Si legge nella valutazione:

Susanna (…) possiamo presumere che sia in difficoltà nel definire gli obiettivi del proprio comportamento, nel pianificare le azioni per raggiungere tali obiettivi, nel mettere in atto le azioni stesse e nel verificare e controllare gli esiti alla luce degli obiettivi che si era prefissata.

Leggendo queste frasi, Susanna non potrebbe pensare di cucinare da sola! Invece era quello che era successo.

Come è possibile questo? È possibile perché le valutazioni diagnostiche avvengono per lo più presso studi professionali o ambulatori; le persone vengono portate al di fuori del loro contesto familiare, e viene chiesto loro di avere delle performance con stimoli che spesso non hanno alcun significato.

Ad esempio, se chiediamo ad una persona di ricostruire una figura a partire da forme geometriche, ci può essere quella persona che si impegna, ma anche quella che capisce che alla fine della prova si tornerà a casa, e quindi tenderà a sbagliarla nel più breve tempo possibile per far terminare quel supplizio.

In questo caso, all’esaminatore non resterà che segnare la prova non superata, e attribuire un basso punteggio nella prova.

Da qui a definire basso il Quoziente Intellettivo (QI), il passo è breve.

I test attitudinali dovrebbero essere svolti invece a domicilio e con materiali stimolanti e motivante per la persona, altrimenti si corre il rischio che la prova non venga superata perché non viene capito il perché di una determinata azione.

 

La diganosi nel caso di Guido

Mi viene in mente anche il caso di Guido, ragazzo autistico nella cui valutazione era scritto:

Non in grado di capire e portare aventi sequenze di comportamenti; la capacità di comprensione di ordini anche molto semplici è molto limitata.

Peccato che un giorno, arrivato a casa sua, gli chiesi di farmi un caffè, e Guido prese la moka e fece tutti i passaggi alla perfezione. E preparare il caffè non è forse saper padroneggiare una sequenza di comportamenti?

Poi gli chiesi di aprire la finestra perché faceva caldo; lui andò e la aprì.

In un colpo solo, Guido aveva smontato (senza saperlo) le conclusioni del professionista che l’aveva visitato un anno prima.

 

Le Diagnosi: utili o inutili?

Le diagnosi sono utili per semplificare in poche parole una quantità di informazioni; pensate a non poter definire Guido “autistico”. Come descrivereste il suo comportamento? Utilizzando la parola-diagnosi, ci facciamo subito un’idea approssimativa della situazione.

Però limitarsi alla semplice diagnosi può essere molto pericoloso, perché si rischiano di fare delle conclusioni affrettate e, forse, sbagliate.
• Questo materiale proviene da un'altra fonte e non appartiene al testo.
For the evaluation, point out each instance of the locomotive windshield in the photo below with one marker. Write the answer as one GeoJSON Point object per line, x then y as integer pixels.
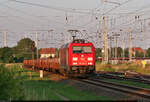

Quello che tutte le famiglie dovrebbero pretendere da noi professionisti è l’analisi funzionale, ovvero l’analisi delle autonomie funzionali alla vita di tutti i giorni, corredate da tutte le strategie che possono essere messe in campo dalla persona per raggiungere un obiettivo.

Questo però, nell’opinione di chi scrive, deve essere realizzato al domicilio della persona, con il metodo del Coach Familiare, perché:

  • Aiuta a contenere l’ansia da prestazione, che in un ambiente medicalizzato è molto presente;
  • La persona può utilizzare utensili di uso comune, che conosce;
  • Si possono prevedere azioni motivanti, come ad esempio preparare una pietanza che piace, o giocare ad un gioco conosciuto

A queste condizioni potremmo avere un quadro più preciso della persona, conoscendo ciò che la motiva e ciò che la annoia o disturba. E potremmo anche risparmiare tempo: ad esempio, che senso ha testare la motilità fine di Claudio, quando sappiamo che suona (bene!) la chitarra?

Il mio invito quindi è a utilizzare di più le situazioni reali e meno i test standardizzati, che a volte possono essere fallaci per il contesto nel quale sono applicati.

E, se qualcuno se lo stesse chiedendo, il caffè di Guido era proprio buono!